Aim: Growth by investing in Chinese and Indian equities and equity related instruments
Minimum investment: Lump sum £10,000, Isa £7,000
Investment split: 24% consumer goods, 21% basic materials, 15% consumer cyclicals, 8% energy, 7% financials, 6% healthcare, 6% consumer staples, 4% technology, 4% utilities, 3% telecommunications, 2% cash
Isa link: Yes
Pep transfers: Yes
Charges: Initial 5%, annual 1.75%
Commission: Initial 3%, renewal 0.5%
Tel: 01534 512222
Ashburton’s Chindia equity fun is an Oeic that aims for growth by investing mainly in China and India. It will also contain multi-national companies in other countries that benefit from growth in China and India.
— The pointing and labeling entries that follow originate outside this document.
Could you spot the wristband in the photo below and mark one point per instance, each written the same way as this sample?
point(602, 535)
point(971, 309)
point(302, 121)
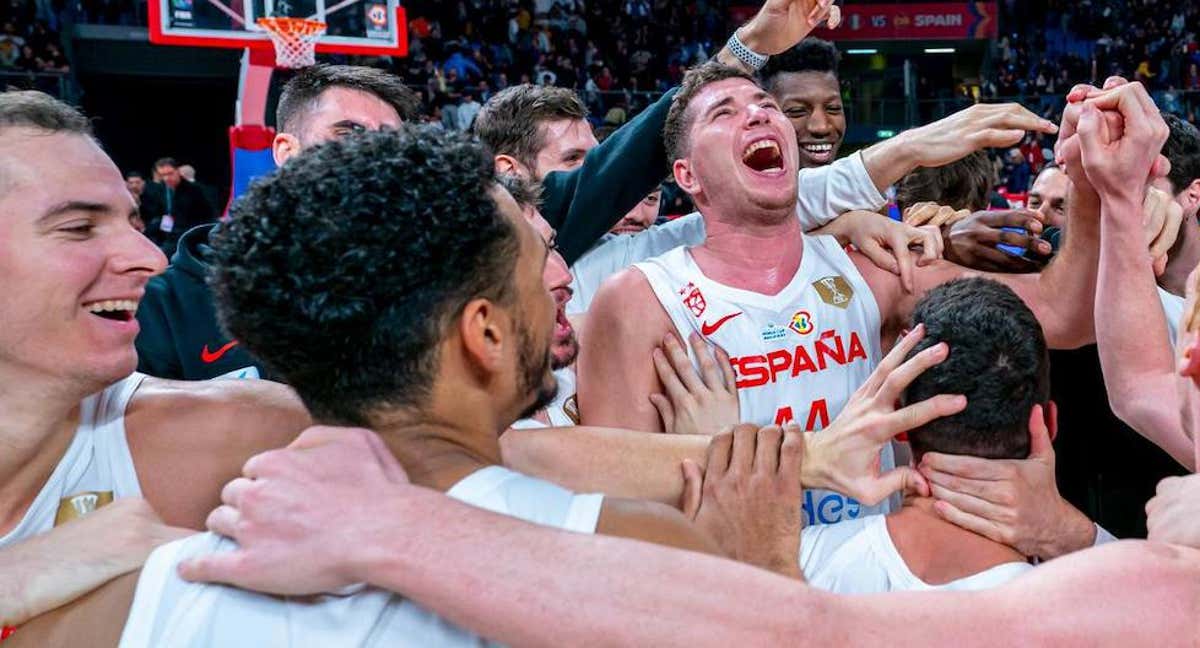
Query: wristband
point(750, 58)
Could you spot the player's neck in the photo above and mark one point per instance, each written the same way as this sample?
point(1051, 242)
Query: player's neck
point(40, 420)
point(438, 451)
point(936, 551)
point(757, 257)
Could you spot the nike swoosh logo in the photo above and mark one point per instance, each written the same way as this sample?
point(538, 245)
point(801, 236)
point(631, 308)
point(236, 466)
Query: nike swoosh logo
point(707, 329)
point(213, 357)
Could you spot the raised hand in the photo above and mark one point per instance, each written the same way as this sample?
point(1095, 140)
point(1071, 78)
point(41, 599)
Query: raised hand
point(703, 402)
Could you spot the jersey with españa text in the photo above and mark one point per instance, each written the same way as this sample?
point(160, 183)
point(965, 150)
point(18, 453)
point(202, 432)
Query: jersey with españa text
point(798, 355)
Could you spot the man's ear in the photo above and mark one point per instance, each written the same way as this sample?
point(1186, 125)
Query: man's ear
point(507, 165)
point(684, 178)
point(1051, 414)
point(483, 330)
point(283, 148)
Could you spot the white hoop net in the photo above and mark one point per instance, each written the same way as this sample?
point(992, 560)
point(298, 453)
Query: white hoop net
point(295, 40)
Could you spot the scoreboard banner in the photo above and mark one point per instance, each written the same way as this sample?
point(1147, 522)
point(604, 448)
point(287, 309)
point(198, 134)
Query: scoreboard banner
point(906, 22)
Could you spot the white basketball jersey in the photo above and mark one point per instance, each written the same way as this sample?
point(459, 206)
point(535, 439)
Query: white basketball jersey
point(798, 355)
point(169, 611)
point(95, 468)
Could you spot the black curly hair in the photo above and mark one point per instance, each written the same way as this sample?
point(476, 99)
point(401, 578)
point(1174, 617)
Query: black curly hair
point(811, 54)
point(343, 270)
point(997, 360)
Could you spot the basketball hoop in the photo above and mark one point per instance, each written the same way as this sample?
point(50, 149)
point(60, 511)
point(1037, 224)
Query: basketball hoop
point(295, 40)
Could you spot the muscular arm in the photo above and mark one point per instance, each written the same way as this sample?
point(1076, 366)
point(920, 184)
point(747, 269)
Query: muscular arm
point(616, 375)
point(1131, 329)
point(1061, 295)
point(189, 439)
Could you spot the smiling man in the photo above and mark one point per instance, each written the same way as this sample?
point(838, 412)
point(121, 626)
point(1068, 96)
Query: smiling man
point(804, 82)
point(803, 321)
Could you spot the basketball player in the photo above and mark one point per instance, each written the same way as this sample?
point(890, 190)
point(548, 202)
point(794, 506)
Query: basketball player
point(999, 360)
point(82, 429)
point(180, 337)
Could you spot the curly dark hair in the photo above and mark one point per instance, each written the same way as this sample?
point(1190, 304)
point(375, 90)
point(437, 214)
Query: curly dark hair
point(811, 54)
point(997, 360)
point(675, 130)
point(1182, 148)
point(301, 91)
point(510, 121)
point(343, 270)
point(963, 184)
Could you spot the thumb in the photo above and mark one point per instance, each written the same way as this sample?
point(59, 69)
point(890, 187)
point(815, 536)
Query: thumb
point(1091, 123)
point(693, 480)
point(1039, 435)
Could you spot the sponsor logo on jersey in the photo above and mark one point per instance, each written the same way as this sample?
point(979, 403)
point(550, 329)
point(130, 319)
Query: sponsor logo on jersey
point(694, 299)
point(209, 357)
point(802, 323)
point(773, 331)
point(834, 291)
point(707, 329)
point(829, 349)
point(81, 504)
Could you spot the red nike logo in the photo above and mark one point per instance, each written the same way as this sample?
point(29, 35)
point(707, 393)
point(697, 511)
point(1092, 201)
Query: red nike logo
point(213, 357)
point(707, 329)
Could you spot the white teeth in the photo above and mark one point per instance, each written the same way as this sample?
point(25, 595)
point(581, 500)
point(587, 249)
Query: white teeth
point(113, 305)
point(757, 147)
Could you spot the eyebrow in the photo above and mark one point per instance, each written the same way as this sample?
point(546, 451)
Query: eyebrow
point(69, 207)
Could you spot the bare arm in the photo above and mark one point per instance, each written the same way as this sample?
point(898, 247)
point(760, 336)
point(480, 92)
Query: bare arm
point(616, 372)
point(189, 439)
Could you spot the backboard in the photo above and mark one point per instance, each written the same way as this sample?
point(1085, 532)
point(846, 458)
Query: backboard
point(355, 27)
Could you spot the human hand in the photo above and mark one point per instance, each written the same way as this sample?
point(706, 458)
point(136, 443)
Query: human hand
point(845, 456)
point(933, 214)
point(1014, 502)
point(781, 24)
point(1173, 515)
point(306, 516)
point(1120, 159)
point(972, 241)
point(981, 126)
point(695, 403)
point(1162, 217)
point(748, 498)
point(887, 243)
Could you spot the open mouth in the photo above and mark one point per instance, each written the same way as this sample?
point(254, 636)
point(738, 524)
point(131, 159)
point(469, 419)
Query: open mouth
point(763, 156)
point(117, 310)
point(819, 150)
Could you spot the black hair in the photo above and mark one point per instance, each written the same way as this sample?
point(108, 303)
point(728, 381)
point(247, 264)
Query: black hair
point(301, 91)
point(1182, 149)
point(997, 360)
point(809, 55)
point(343, 270)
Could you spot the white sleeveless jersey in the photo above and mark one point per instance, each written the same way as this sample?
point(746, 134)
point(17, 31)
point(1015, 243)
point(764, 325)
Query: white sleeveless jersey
point(169, 611)
point(96, 467)
point(798, 355)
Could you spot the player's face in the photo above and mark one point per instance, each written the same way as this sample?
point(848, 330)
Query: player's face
point(533, 316)
point(557, 279)
point(641, 217)
point(1049, 196)
point(567, 142)
point(742, 150)
point(811, 101)
point(341, 111)
point(71, 263)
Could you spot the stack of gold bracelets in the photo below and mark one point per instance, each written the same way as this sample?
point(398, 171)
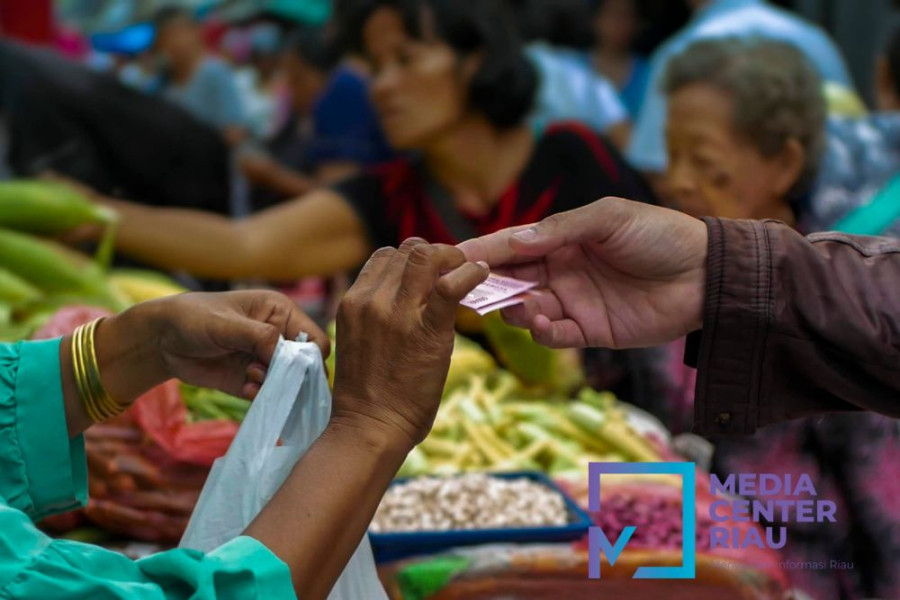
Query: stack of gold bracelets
point(98, 404)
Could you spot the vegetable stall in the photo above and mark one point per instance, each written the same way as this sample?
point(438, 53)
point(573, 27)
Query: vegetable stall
point(493, 503)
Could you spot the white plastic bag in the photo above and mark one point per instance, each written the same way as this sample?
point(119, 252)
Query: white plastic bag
point(294, 405)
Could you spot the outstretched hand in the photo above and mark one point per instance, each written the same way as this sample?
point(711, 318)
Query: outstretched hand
point(614, 274)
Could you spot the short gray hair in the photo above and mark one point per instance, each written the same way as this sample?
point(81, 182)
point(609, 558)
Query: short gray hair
point(778, 94)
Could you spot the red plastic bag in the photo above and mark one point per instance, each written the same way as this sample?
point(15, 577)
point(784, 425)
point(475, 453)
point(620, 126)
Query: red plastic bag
point(164, 418)
point(146, 467)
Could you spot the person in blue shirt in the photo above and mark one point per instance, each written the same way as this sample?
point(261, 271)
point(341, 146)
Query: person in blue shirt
point(859, 186)
point(721, 18)
point(558, 33)
point(333, 130)
point(201, 84)
point(616, 24)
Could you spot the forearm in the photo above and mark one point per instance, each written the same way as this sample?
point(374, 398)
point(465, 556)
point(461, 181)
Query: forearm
point(180, 239)
point(794, 328)
point(318, 234)
point(316, 520)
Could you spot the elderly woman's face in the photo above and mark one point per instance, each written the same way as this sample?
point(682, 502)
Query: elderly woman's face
point(417, 86)
point(713, 170)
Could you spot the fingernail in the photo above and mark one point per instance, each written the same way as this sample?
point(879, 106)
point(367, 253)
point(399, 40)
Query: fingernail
point(527, 235)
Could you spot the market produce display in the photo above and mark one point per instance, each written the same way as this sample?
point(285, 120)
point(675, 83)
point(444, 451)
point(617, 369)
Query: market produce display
point(509, 405)
point(472, 501)
point(490, 421)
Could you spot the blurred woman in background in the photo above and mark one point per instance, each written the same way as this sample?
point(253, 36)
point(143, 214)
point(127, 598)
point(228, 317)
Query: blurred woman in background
point(858, 190)
point(617, 24)
point(452, 87)
point(745, 134)
point(332, 132)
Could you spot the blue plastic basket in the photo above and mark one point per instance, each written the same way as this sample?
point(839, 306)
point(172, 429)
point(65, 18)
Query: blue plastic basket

Looking the fund’s appeal to advisers and their clients, Hargreaves Lansdown senior analyst Meera Patel says: “This is a spicy offering giving exposure to two of the strongest growing regions in the world. There are many statistics and facts to show the impact these two countries are going to have on the rest of the world. For instance, these countries combined will be the second largest economic power in the next 15 years, by which time they will consume a quarter of the world’s energy. Unlike more developed countries, they also have favourable demographic trends with rising working populations,” she says.
Patel notes the growth dynamics are attractive and that this fund is likely to be a popular offering for many investors. “The risk appetites of private investors have also grown over the last three to four years and investors will find this an attractive proposition in itself,” she says.
While the main investments are in China and India, Patel likes the fund’s flexibility to invest in other markets where a significant proportion of growth in the underlying businesses are derived from China or India.
“There is an unconstrained investment approach, but the literature suggests that Ashburton is fully prepared to preserve value with an absolute return mindset. It will be interesting to see in what way they can preserve capital when markets are falling,” she says.
Switching her attention to the potential drawbacks Patel says: “While the story in favour of China and India is compelling, I could question the timing of this launch. The Chinese market had a superb year in 2006. India on the other hand has been a strong performing market for a few years and its market is now very expensive. I would question the amount of stock opportunities available in these countries compared to three years ago.”
She also finds the annual charge at 1.75 per cent fairly expensive. “We are seeing many specialist funds launching in the market with these higher charges, and provided the performance is exceptional I can accept the charge. It remains to be seen if Ashburton will generate the superior performance I am expecting,” she says.
Scanning the market for possible competitors Patel says: “This is the first fund of its kind but the following China and India funds could be seen as the main competition combined together – First State greater China, Jupiter China, Neptune China, First State Indian subcontinent and Fidelity India focus. The Allianz Bric stars fund would also be an obvious choice providing competition,” she says.
Patel also thinks it is worth pointing out that while emerging markets have performed well in recent years, growth may be less going forward and investors must have more realistic expectations of growth. She believes there may also be volatility ahead with corrections on their way and this must be taken into account.
“I would suggest that investors looking for exposure to emerging markets choose a more broadly based emerging markets fund that is diversified across several regions in the first instance. Then be worth considering more specialist funds like this if it fulfils their risk criteria.”